This week we have a guest post, by someone whom I am very privileged to call a friend, Fiona Morgan. Fiona and I met via Twitter and have become firm friends, since we share the same diagnoses and pretty much parallel lives in many respects. I know that come what may, she is at the end of the phone/text and vice versa. The following post is Fi's personal experience of living with anxiety and demonstrates how each of us is different.
So we all think we know what anxiety is, but like Cinderella, one shoe does not fit all.
Lots of people think it's panic attacks, or crying uncontrollably, or even sitting in a corner rocking (actually did that once, well did all of those things) and yes anxiety can be all of those things. But for the past 2 and bit years, mine has increasingly become worse and my husband didn't have a clue.
So how does anxiety manifest for me? Now remember this is me and me alone, we are all different.

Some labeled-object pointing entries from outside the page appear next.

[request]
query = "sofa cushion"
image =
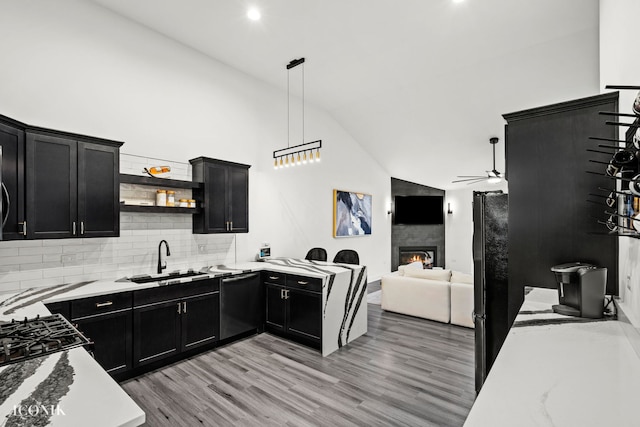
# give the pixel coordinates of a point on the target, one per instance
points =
(457, 277)
(417, 265)
(442, 275)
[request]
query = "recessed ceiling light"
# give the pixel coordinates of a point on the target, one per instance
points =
(254, 14)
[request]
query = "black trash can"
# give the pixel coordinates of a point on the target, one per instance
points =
(581, 289)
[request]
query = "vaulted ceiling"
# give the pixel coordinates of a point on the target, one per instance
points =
(420, 84)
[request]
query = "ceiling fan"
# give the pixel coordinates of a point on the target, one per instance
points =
(492, 176)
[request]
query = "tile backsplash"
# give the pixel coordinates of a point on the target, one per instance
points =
(34, 263)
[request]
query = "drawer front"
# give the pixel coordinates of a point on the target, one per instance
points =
(100, 304)
(274, 278)
(175, 291)
(302, 282)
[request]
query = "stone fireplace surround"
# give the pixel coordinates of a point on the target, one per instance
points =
(425, 254)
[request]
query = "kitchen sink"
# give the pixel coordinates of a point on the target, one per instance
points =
(162, 277)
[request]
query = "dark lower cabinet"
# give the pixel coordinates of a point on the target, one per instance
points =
(173, 319)
(304, 314)
(294, 313)
(200, 321)
(156, 331)
(111, 335)
(275, 308)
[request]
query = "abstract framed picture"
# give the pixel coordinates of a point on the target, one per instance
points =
(351, 214)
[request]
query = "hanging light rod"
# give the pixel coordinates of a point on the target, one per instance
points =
(297, 154)
(295, 63)
(307, 152)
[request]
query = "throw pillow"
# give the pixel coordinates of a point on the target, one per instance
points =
(442, 275)
(457, 277)
(414, 265)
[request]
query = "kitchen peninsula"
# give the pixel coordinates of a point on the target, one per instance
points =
(83, 389)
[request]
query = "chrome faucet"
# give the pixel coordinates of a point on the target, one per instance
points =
(160, 266)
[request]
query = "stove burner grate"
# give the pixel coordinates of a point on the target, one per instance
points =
(29, 338)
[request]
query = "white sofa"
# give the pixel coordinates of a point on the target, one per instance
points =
(440, 295)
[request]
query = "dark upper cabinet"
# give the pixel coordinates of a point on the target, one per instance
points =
(98, 190)
(72, 186)
(12, 143)
(225, 196)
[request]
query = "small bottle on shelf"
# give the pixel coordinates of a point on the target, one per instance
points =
(161, 198)
(171, 198)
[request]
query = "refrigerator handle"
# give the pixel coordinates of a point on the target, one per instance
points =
(5, 194)
(478, 316)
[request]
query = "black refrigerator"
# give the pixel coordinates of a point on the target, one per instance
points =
(3, 192)
(491, 293)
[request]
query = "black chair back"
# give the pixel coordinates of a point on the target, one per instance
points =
(347, 256)
(316, 254)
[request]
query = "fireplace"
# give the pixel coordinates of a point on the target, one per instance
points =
(424, 254)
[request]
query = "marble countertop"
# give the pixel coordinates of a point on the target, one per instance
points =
(556, 370)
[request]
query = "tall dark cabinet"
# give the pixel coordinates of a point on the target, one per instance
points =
(12, 143)
(550, 220)
(225, 196)
(72, 186)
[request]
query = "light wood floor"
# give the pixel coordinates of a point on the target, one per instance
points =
(404, 372)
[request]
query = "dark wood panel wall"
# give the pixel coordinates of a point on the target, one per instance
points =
(550, 220)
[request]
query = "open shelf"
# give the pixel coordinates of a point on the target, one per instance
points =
(160, 182)
(158, 209)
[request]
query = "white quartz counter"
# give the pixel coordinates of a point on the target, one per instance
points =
(556, 370)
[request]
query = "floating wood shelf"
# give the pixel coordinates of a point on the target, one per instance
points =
(159, 182)
(158, 209)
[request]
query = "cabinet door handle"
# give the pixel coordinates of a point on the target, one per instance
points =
(5, 193)
(104, 304)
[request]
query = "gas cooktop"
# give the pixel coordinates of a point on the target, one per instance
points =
(29, 338)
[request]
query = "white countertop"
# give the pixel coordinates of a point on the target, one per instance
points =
(560, 372)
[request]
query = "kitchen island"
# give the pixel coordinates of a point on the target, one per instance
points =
(556, 370)
(82, 393)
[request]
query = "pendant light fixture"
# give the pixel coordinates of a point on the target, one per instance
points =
(296, 155)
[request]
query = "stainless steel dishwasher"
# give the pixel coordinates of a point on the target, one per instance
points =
(241, 305)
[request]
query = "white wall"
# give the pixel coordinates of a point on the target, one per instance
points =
(459, 225)
(620, 65)
(74, 66)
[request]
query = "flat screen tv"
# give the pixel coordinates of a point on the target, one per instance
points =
(418, 210)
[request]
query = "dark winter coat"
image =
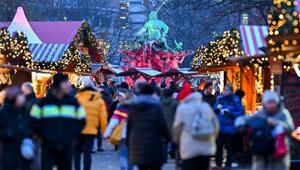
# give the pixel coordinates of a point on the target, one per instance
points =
(169, 106)
(210, 99)
(233, 106)
(30, 101)
(14, 127)
(146, 131)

Well... I get up and can get to work, but all the time, and I mean every second of the day, I am telling myself I can't do my job now, (imposter syndrome) when I'm Signing or writing. I have interpreted a full lecture and come out thinking, wow I did that, that must've been crap!
When I'm driving I'm going through every way I might not know how to do abc, and through this I bite the inside of my lip until I have indents, I may have tasted blood once or twice too.
I am tired as my brain will not stop at night, I wake up thinking, worried what day it is, if I'm late, if I didn't hear the kids during the night. They are teens now!
My head goes in circles, I have worried about my oldest going to university in Edinburgh since she was 5!!! She doesn't even know what uni she wants to go to... go figure!! I worry that I have passed on my 'mentalness' to my youngest. It has been explained to me it doesn't really work like this but hey, I'm a mum, the guilt comes as a package!
I also don't eat (my sister is the same) this is a new manifestation for me. I could always eat, now my stomach can be so tight and I go so long without eating proper I throw up (yuk!)
I go quiet, or rather passive aggressive, that's always fun with the teens. Or yes sometimes it all gets too much and I blow, scream, shout, kick and cry.
I try to remind myself that it's not forever, I use car brake lights to bring me down from my worry, and I have recently been referred to counselling and restarted meds, but the best thing I have done is talk to my people. I told my husband everything, a first in 21 years together, and spoke to amazing people I met through Twitter that have became real friends, as well as my family, and friends I see regularly.
So as you see anxiety doesn't always manifest itself in the same way to everyone or even to the same person in the same way. Just like the coping mechanisms isn't the same for everyone, or work all the time for the same person. Just like people, no one is the same.